A landscaped plaza fills out the building lot on the north and east sides, with views of the Lakeshore East complex.
The building's site was chosen because of its good land value at the time, and has little to do with the fact that other large insurance companies are located nearby. (Aon for instance moved next door later.)
The elevators facing the atrium are enclosed in translucent fritted glass so as not to give riders vertigo.
The building won separate Honor Awards from the American Institute of Architects in 1998 for its overall and interior design.
The 33-story first phase was started in 1995 and completed in 1997. The 24-story second phase started in 2007 and was completed in 2010.
The building was designed to be built in two phases to meet an expected need for additional space.
The facade facing Grant Park is sometimes used at night as an illuminated billboard, displaying words formed by opening and closing window shades.
Fritted glass is used extensively throughout the building: on the facade, in the elevators, and on interior partitions around the atrium.
The lobby's centerpiece is an oval reception desk with an oval halo hanging overhead. These round forms are mirrored 14 floors higher by the 'Shaker Lodge' meeting room.
Unlike most composite-structure skyscrapers, the majority of elevators in this building are located outside the concrete service cores.
The piers on the east and west facades are clad in granite, giving this building the last full-height original facade of any high-rise built in Chicago using any kind of natural stone.

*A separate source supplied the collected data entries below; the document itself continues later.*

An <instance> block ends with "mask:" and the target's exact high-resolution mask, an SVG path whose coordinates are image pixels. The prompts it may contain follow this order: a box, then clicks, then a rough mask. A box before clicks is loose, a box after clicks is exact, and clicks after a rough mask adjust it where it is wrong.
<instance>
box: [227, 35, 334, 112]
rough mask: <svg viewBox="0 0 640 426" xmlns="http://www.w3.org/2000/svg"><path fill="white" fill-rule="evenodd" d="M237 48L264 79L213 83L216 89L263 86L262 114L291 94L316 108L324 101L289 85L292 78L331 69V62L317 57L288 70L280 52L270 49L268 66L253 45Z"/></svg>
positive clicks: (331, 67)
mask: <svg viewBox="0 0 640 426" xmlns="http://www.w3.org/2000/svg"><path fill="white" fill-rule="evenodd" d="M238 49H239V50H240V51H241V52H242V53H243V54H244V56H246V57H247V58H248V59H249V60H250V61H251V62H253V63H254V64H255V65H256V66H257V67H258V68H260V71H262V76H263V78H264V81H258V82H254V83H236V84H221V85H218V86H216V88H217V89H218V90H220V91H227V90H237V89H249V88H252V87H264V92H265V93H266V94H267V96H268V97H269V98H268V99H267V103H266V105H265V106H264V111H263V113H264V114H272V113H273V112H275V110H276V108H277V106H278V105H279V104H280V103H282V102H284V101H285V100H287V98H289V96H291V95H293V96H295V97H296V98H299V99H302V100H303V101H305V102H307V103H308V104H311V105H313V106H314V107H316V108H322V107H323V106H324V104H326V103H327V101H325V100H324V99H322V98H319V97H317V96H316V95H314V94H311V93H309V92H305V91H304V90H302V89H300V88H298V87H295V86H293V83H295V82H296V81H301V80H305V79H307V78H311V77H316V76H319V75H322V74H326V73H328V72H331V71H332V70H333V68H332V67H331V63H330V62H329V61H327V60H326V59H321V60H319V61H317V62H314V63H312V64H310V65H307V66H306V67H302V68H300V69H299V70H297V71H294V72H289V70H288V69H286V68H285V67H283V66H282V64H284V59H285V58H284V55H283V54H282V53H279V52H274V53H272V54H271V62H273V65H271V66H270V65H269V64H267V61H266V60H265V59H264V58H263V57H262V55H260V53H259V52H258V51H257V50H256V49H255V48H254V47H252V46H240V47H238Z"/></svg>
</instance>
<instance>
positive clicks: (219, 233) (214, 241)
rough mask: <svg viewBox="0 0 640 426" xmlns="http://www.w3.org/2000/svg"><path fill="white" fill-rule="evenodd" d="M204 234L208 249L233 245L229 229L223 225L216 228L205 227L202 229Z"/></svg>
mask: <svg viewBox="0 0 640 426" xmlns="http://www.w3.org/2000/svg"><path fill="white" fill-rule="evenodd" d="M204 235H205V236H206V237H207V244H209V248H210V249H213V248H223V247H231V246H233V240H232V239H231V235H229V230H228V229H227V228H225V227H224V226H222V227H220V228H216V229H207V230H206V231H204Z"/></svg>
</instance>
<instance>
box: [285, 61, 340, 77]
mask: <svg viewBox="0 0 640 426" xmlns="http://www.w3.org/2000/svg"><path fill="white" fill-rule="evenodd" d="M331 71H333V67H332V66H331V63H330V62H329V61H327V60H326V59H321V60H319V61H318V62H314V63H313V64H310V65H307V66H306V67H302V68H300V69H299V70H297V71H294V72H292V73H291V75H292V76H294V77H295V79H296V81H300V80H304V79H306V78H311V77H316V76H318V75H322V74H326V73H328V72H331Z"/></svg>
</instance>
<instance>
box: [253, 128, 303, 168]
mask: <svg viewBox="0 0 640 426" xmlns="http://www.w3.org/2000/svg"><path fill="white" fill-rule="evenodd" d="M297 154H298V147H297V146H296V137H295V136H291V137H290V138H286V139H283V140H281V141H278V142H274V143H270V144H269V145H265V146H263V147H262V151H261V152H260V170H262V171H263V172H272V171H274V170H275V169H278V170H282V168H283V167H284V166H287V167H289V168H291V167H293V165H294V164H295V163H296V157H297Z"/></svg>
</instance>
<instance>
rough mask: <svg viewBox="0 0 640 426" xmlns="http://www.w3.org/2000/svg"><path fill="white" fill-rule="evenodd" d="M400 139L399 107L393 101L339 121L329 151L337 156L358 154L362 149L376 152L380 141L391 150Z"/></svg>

The facade materials were chosen to show mimimal aging, so that the future vertical addition would show no visible discontinuity.
A large signboard on the lower level of the lobby holds plaques dedicated to the insurance company's 100 largest customers.
A circular stone Shaker lodge was built in the middle of the 15th floor to house the executive meeting room.
Architect James Goettsch of Goettsch Partners was the designer for the project. The first phase was completed under the firm name of Lohan Associates (now Goettsch Partners).
This was the only office high-rise constructed in Chicago between 1992 and 1999. It was built in a glutted market, but Blue Cross required a large block of contiguous space which was not available elsewhere.